MODELS_DIR = "models"
NUM_TOPICS = 4

dtdf = pd.read_csv(os.path.join(MODELS_DIR, "doc_topics.csv"), sep="\t", 
                   names=["doc_id", "topic_id", "topic_prob"], 
                   skiprows=0)
# Choose 5 documents randomly for analysis
max_doc_id = dtdf["doc_id"].max()
doc_ids = []
for i in range(6):
    doc_ids.append(int(random.random() * max_doc_id))

for doc_id in doc_ids:
    filt = dtdf[dtdf["doc_id"] == doc_id]
    topic_ids = filt["topic_id"].tolist()
    topic_probs = filt["topic_prob"].tolist()
    prob_dict = dict(zip(topic_ids, topic_probs))
    ys = []
    for i in range(NUM_TOPICS):    
        if prob_dict.has_key(i):
           ys.append(prob_dict[i])
        else:
            ys.append(0.0)
    plt.title("Document #%d" % (doc_id))
    plt.ylabel("P(topic)")
    plt.ylim(0.0, 1.0)
    plt.xticks(range(NUM_TOPICS), 
               ["Topic#%d" % (x) for x in range(NUM_TOPICS)])
    plt.grid(True)
    plt.bar(range(NUM_TOPICS), ys, align="center")
    plt.show()

Here is the distributions for four random documents in our BOK corpus. The top two overwhelmingly belong top Topic#2 and Topic#1 respectively, whereas the bottom 2 have their topic probabilities distributed primarily across two topics.
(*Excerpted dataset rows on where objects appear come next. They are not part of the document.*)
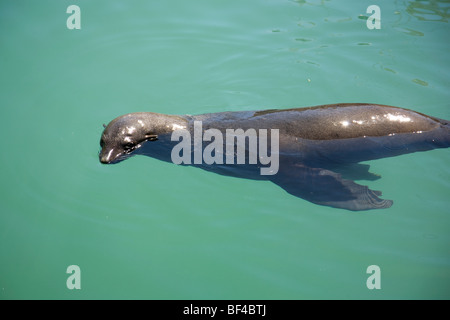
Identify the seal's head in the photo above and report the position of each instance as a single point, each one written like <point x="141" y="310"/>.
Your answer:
<point x="125" y="134"/>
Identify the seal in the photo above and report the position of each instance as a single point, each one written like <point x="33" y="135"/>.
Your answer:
<point x="320" y="148"/>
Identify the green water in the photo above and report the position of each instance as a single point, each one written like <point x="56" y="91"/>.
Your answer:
<point x="154" y="230"/>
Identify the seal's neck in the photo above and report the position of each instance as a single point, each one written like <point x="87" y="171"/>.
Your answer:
<point x="162" y="124"/>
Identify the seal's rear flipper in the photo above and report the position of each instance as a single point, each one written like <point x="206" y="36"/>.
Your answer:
<point x="356" y="171"/>
<point x="328" y="188"/>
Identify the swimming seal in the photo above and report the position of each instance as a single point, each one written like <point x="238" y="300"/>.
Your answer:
<point x="319" y="147"/>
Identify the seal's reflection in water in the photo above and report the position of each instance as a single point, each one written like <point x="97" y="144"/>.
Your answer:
<point x="319" y="147"/>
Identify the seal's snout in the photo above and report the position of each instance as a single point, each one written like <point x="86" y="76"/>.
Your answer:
<point x="107" y="156"/>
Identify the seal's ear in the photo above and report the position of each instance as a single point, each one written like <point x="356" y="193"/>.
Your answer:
<point x="151" y="137"/>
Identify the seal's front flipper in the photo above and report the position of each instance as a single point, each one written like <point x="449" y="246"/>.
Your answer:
<point x="327" y="188"/>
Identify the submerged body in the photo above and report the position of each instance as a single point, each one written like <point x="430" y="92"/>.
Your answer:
<point x="317" y="145"/>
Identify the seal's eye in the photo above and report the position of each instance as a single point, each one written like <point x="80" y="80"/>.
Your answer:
<point x="128" y="147"/>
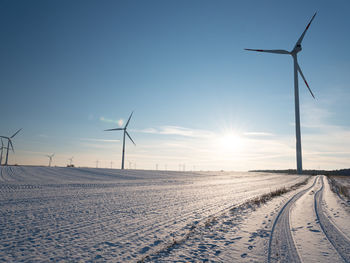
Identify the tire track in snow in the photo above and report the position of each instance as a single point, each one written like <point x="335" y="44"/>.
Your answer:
<point x="333" y="234"/>
<point x="281" y="244"/>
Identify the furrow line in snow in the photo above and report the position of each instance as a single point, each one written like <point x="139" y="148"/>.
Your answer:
<point x="281" y="244"/>
<point x="339" y="241"/>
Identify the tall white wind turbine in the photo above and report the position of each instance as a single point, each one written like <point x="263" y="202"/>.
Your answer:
<point x="71" y="160"/>
<point x="2" y="151"/>
<point x="124" y="132"/>
<point x="50" y="158"/>
<point x="9" y="143"/>
<point x="297" y="48"/>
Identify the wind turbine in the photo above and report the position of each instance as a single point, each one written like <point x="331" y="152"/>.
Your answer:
<point x="2" y="150"/>
<point x="9" y="143"/>
<point x="125" y="132"/>
<point x="50" y="158"/>
<point x="297" y="48"/>
<point x="71" y="161"/>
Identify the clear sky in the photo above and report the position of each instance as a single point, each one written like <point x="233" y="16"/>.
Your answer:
<point x="70" y="69"/>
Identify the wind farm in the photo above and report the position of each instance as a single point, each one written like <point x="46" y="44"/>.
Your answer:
<point x="233" y="162"/>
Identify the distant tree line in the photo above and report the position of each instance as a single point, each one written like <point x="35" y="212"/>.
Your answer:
<point x="345" y="172"/>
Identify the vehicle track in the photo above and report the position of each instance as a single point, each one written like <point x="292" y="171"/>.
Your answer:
<point x="339" y="241"/>
<point x="281" y="244"/>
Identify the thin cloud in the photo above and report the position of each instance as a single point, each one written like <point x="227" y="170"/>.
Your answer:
<point x="98" y="140"/>
<point x="177" y="130"/>
<point x="258" y="134"/>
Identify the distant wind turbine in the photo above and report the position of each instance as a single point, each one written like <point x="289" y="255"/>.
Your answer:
<point x="71" y="161"/>
<point x="9" y="143"/>
<point x="50" y="158"/>
<point x="2" y="151"/>
<point x="125" y="132"/>
<point x="297" y="48"/>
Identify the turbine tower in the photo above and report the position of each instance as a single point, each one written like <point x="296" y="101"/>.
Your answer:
<point x="71" y="161"/>
<point x="297" y="48"/>
<point x="50" y="158"/>
<point x="9" y="143"/>
<point x="125" y="132"/>
<point x="2" y="151"/>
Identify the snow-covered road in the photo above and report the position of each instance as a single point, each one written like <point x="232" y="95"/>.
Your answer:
<point x="81" y="214"/>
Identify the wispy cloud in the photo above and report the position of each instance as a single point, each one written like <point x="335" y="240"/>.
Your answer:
<point x="98" y="140"/>
<point x="118" y="122"/>
<point x="177" y="130"/>
<point x="258" y="134"/>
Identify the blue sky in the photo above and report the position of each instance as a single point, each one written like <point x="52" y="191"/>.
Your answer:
<point x="70" y="69"/>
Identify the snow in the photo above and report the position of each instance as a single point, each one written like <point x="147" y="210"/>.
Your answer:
<point x="84" y="214"/>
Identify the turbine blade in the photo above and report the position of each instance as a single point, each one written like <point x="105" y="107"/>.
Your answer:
<point x="130" y="138"/>
<point x="116" y="129"/>
<point x="16" y="133"/>
<point x="11" y="145"/>
<point x="127" y="123"/>
<point x="275" y="51"/>
<point x="303" y="34"/>
<point x="307" y="85"/>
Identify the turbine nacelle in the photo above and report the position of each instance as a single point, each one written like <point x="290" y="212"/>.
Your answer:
<point x="296" y="49"/>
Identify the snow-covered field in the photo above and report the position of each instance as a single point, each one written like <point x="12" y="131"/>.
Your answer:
<point x="81" y="214"/>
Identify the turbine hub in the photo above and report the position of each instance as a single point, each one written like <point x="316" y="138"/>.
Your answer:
<point x="297" y="49"/>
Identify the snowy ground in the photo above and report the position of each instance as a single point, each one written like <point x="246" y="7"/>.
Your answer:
<point x="75" y="214"/>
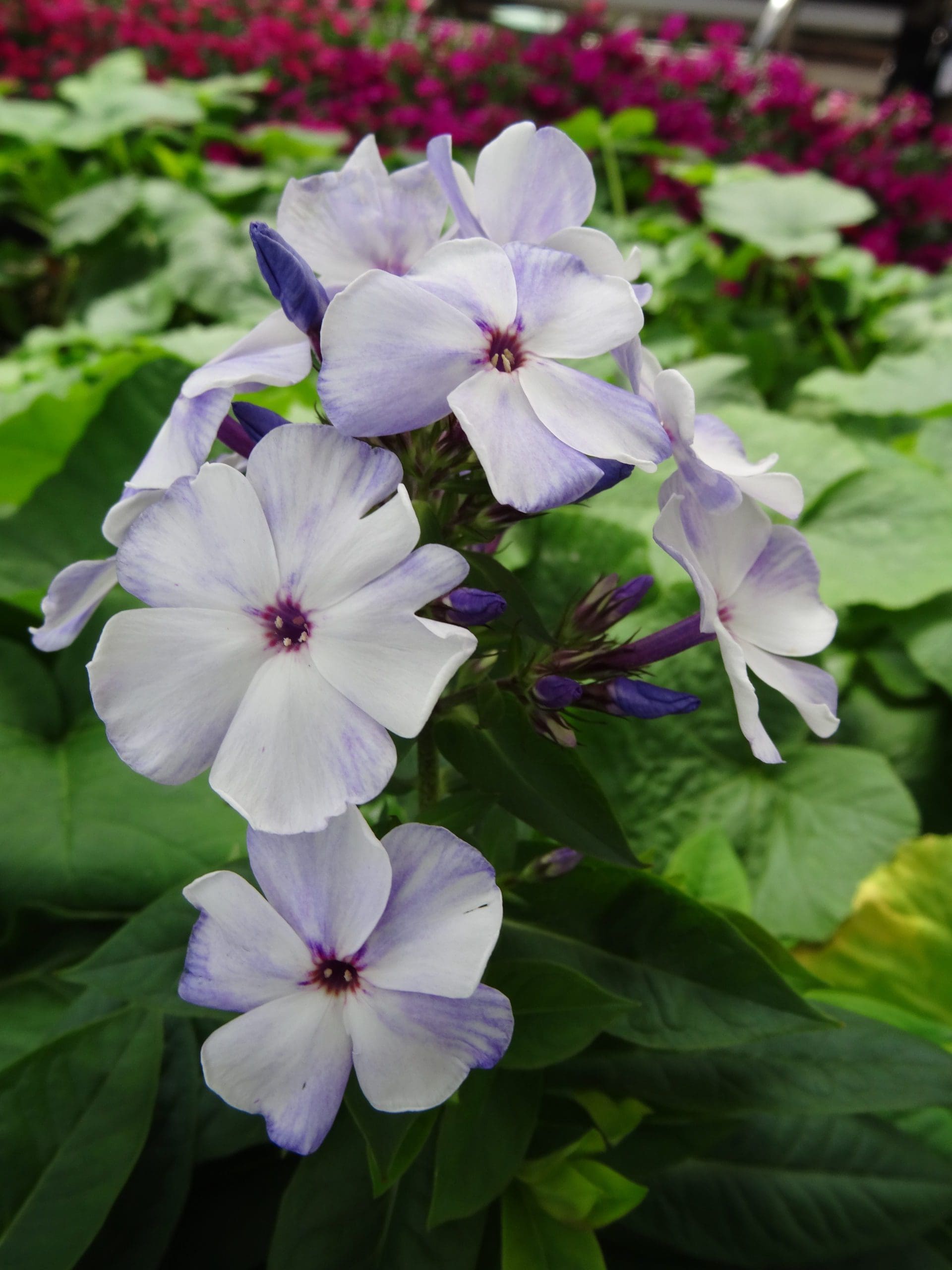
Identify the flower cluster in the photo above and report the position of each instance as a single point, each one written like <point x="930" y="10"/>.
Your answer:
<point x="293" y="624"/>
<point x="440" y="76"/>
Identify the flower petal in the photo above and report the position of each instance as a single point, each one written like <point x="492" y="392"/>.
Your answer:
<point x="443" y="916"/>
<point x="474" y="276"/>
<point x="74" y="596"/>
<point x="809" y="688"/>
<point x="746" y="699"/>
<point x="719" y="446"/>
<point x="330" y="887"/>
<point x="423" y="348"/>
<point x="205" y="545"/>
<point x="725" y="544"/>
<point x="412" y="1051"/>
<point x="670" y="536"/>
<point x="440" y="157"/>
<point x="777" y="606"/>
<point x="527" y="468"/>
<point x="121" y="515"/>
<point x="241" y="952"/>
<point x="275" y="352"/>
<point x="287" y="1061"/>
<point x="316" y="488"/>
<point x="595" y="417"/>
<point x="531" y="185"/>
<point x="565" y="310"/>
<point x="361" y="218"/>
<point x="167" y="684"/>
<point x="597" y="252"/>
<point x="183" y="441"/>
<point x="298" y="751"/>
<point x="380" y="656"/>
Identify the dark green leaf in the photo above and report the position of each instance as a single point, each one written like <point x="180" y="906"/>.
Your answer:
<point x="143" y="1219"/>
<point x="822" y="1189"/>
<point x="483" y="1140"/>
<point x="695" y="982"/>
<point x="74" y="1117"/>
<point x="61" y="522"/>
<point x="532" y="1240"/>
<point x="558" y="1012"/>
<point x="864" y="1066"/>
<point x="540" y="783"/>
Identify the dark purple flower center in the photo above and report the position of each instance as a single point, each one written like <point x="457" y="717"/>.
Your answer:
<point x="286" y="625"/>
<point x="336" y="976"/>
<point x="504" y="351"/>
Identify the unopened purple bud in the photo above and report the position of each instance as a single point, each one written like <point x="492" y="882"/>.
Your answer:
<point x="469" y="606"/>
<point x="607" y="602"/>
<point x="638" y="699"/>
<point x="613" y="473"/>
<point x="554" y="864"/>
<point x="556" y="691"/>
<point x="291" y="281"/>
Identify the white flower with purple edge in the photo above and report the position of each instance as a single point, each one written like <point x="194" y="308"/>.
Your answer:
<point x="531" y="186"/>
<point x="359" y="954"/>
<point x="475" y="329"/>
<point x="282" y="642"/>
<point x="758" y="586"/>
<point x="713" y="464"/>
<point x="362" y="218"/>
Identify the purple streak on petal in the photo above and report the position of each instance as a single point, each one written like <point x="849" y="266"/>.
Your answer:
<point x="469" y="606"/>
<point x="615" y="474"/>
<point x="74" y="596"/>
<point x="440" y="155"/>
<point x="655" y="648"/>
<point x="413" y="1051"/>
<point x="556" y="691"/>
<point x="638" y="699"/>
<point x="290" y="280"/>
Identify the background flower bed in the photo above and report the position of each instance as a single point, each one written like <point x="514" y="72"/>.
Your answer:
<point x="127" y="263"/>
<point x="376" y="67"/>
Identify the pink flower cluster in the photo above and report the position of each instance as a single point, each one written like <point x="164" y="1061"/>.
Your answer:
<point x="338" y="63"/>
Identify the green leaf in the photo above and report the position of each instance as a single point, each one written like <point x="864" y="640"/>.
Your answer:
<point x="827" y="1188"/>
<point x="542" y="784"/>
<point x="896" y="945"/>
<point x="862" y="1066"/>
<point x="329" y="1219"/>
<point x="91" y="215"/>
<point x="74" y="1117"/>
<point x="143" y="962"/>
<point x="880" y="538"/>
<point x="809" y="829"/>
<point x="394" y="1140"/>
<point x="706" y="867"/>
<point x="61" y="522"/>
<point x="483" y="1139"/>
<point x="141" y="1222"/>
<point x="894" y="384"/>
<point x="785" y="216"/>
<point x="535" y="1241"/>
<point x="558" y="1012"/>
<point x="85" y="832"/>
<point x="692" y="980"/>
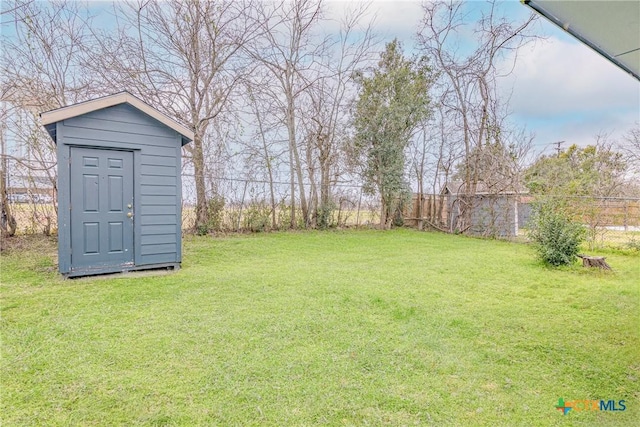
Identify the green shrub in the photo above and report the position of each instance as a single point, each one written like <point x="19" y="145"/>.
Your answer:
<point x="556" y="237"/>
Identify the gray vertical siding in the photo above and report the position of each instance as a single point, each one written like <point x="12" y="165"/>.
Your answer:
<point x="157" y="159"/>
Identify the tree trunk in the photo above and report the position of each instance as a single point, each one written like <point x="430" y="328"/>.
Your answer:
<point x="202" y="213"/>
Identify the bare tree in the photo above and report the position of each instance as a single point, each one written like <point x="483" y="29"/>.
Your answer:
<point x="288" y="49"/>
<point x="471" y="79"/>
<point x="185" y="59"/>
<point x="330" y="91"/>
<point x="41" y="69"/>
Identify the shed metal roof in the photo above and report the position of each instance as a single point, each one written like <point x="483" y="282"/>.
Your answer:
<point x="75" y="110"/>
<point x="611" y="28"/>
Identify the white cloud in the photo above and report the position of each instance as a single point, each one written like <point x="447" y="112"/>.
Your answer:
<point x="392" y="19"/>
<point x="562" y="90"/>
<point x="558" y="77"/>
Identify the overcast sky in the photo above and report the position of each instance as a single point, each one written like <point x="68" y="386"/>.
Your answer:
<point x="561" y="90"/>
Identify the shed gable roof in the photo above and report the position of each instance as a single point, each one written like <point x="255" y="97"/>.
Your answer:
<point x="59" y="114"/>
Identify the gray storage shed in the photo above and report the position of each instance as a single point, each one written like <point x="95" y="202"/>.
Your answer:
<point x="119" y="185"/>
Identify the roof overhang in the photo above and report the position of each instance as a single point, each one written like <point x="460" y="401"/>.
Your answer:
<point x="75" y="110"/>
<point x="611" y="28"/>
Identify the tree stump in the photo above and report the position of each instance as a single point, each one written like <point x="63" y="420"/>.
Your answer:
<point x="594" y="261"/>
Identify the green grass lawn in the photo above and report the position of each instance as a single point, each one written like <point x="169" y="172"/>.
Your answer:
<point x="337" y="328"/>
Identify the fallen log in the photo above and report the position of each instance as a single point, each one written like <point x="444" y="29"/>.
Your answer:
<point x="594" y="261"/>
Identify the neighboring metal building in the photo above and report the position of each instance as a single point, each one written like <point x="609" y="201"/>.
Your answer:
<point x="119" y="185"/>
<point x="493" y="213"/>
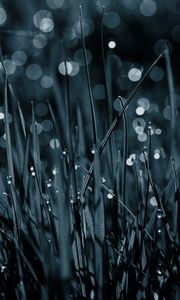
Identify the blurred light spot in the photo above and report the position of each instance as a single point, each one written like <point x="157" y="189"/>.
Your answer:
<point x="156" y="74"/>
<point x="46" y="25"/>
<point x="129" y="162"/>
<point x="167" y="113"/>
<point x="140" y="111"/>
<point x="47" y="125"/>
<point x="41" y="109"/>
<point x="79" y="57"/>
<point x="111" y="44"/>
<point x="148" y="8"/>
<point x="39" y="41"/>
<point x="39" y="16"/>
<point x="65" y="67"/>
<point x="158" y="131"/>
<point x="134" y="74"/>
<point x="19" y="57"/>
<point x="153" y="201"/>
<point x="156" y="155"/>
<point x="46" y="82"/>
<point x="33" y="72"/>
<point x="38" y="128"/>
<point x="10" y="66"/>
<point x="99" y="91"/>
<point x="176" y="33"/>
<point x="3" y="16"/>
<point x="144" y="102"/>
<point x="153" y="107"/>
<point x="69" y="34"/>
<point x="111" y="20"/>
<point x="142" y="137"/>
<point x="54" y="143"/>
<point x="109" y="196"/>
<point x="87" y="27"/>
<point x="55" y="4"/>
<point x="139" y="129"/>
<point x="139" y="122"/>
<point x="101" y="3"/>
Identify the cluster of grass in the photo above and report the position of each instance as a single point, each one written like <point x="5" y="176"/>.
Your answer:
<point x="79" y="236"/>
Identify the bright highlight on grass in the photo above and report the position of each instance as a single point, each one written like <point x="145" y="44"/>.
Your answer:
<point x="134" y="74"/>
<point x="111" y="44"/>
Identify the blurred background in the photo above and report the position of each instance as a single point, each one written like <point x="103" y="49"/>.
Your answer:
<point x="38" y="36"/>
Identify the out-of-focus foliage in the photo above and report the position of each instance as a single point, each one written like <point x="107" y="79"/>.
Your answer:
<point x="89" y="164"/>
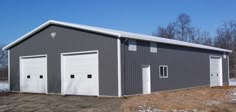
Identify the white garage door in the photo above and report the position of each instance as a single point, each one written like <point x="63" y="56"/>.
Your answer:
<point x="215" y="71"/>
<point x="80" y="74"/>
<point x="33" y="74"/>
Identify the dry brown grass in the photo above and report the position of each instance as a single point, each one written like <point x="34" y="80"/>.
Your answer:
<point x="204" y="98"/>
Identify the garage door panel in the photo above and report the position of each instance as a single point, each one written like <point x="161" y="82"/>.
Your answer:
<point x="84" y="68"/>
<point x="33" y="74"/>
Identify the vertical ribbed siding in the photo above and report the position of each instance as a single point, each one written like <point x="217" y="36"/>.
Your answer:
<point x="187" y="67"/>
<point x="68" y="40"/>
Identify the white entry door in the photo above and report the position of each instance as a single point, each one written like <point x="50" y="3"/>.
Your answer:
<point x="33" y="74"/>
<point x="215" y="71"/>
<point x="80" y="74"/>
<point x="146" y="79"/>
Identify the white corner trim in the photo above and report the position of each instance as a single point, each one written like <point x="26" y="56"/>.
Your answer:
<point x="9" y="71"/>
<point x="119" y="67"/>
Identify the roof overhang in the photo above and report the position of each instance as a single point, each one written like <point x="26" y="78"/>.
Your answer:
<point x="116" y="34"/>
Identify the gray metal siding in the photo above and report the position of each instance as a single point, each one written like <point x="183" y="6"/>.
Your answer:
<point x="188" y="67"/>
<point x="68" y="40"/>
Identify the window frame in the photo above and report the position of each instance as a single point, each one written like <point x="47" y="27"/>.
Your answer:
<point x="132" y="45"/>
<point x="167" y="74"/>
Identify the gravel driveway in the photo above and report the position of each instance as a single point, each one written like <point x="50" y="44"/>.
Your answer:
<point x="16" y="102"/>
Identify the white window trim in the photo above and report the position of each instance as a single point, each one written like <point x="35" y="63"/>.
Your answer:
<point x="163" y="71"/>
<point x="132" y="45"/>
<point x="153" y="47"/>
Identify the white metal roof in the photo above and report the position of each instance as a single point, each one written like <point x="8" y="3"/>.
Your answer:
<point x="117" y="34"/>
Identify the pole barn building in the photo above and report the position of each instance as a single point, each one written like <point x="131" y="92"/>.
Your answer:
<point x="72" y="59"/>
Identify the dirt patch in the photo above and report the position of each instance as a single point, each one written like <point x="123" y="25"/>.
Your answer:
<point x="57" y="103"/>
<point x="203" y="99"/>
<point x="218" y="99"/>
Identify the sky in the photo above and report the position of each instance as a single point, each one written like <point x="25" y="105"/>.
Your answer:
<point x="19" y="17"/>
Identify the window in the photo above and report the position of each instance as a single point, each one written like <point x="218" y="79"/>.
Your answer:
<point x="89" y="76"/>
<point x="163" y="71"/>
<point x="132" y="45"/>
<point x="40" y="76"/>
<point x="153" y="47"/>
<point x="72" y="76"/>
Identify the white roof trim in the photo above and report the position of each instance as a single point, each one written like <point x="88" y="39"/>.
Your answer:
<point x="117" y="34"/>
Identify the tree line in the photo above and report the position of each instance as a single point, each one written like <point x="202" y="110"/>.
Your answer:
<point x="181" y="29"/>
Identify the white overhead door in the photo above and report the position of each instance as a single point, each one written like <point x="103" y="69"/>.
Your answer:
<point x="215" y="71"/>
<point x="80" y="73"/>
<point x="33" y="74"/>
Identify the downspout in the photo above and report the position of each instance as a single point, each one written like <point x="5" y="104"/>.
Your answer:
<point x="124" y="56"/>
I've been toying with the Bag of Keywords idea for a while now, its good to finally be able to try it out and see positive results. One obvious extension would be to generate keywords in case there is no training data - in such cases, one could use a controlled vocabulary against which the documents could be run (similar to the way I ran the documents against the combined set of user and KEA generated keywords), or a totally unsupervised rule-based keyword generation algorithm such as RAKE.

2 comments (moderated to prevent spam):

OLE LEO said...

THanks to this clear tutorial, i have managed to generate lda model and i would like to use KEA, how did you install KEA?, i am using ubuntu 14.04 but i cant get a nice tutorial on how to install KEA,thanks

Sujit Pal said...

Thanks OLE LEO, glad you found it helpful. I don't think I installed KEA, just downloaded the JAR file and used it as an implicit dependency in my project (copy it to the lib directory).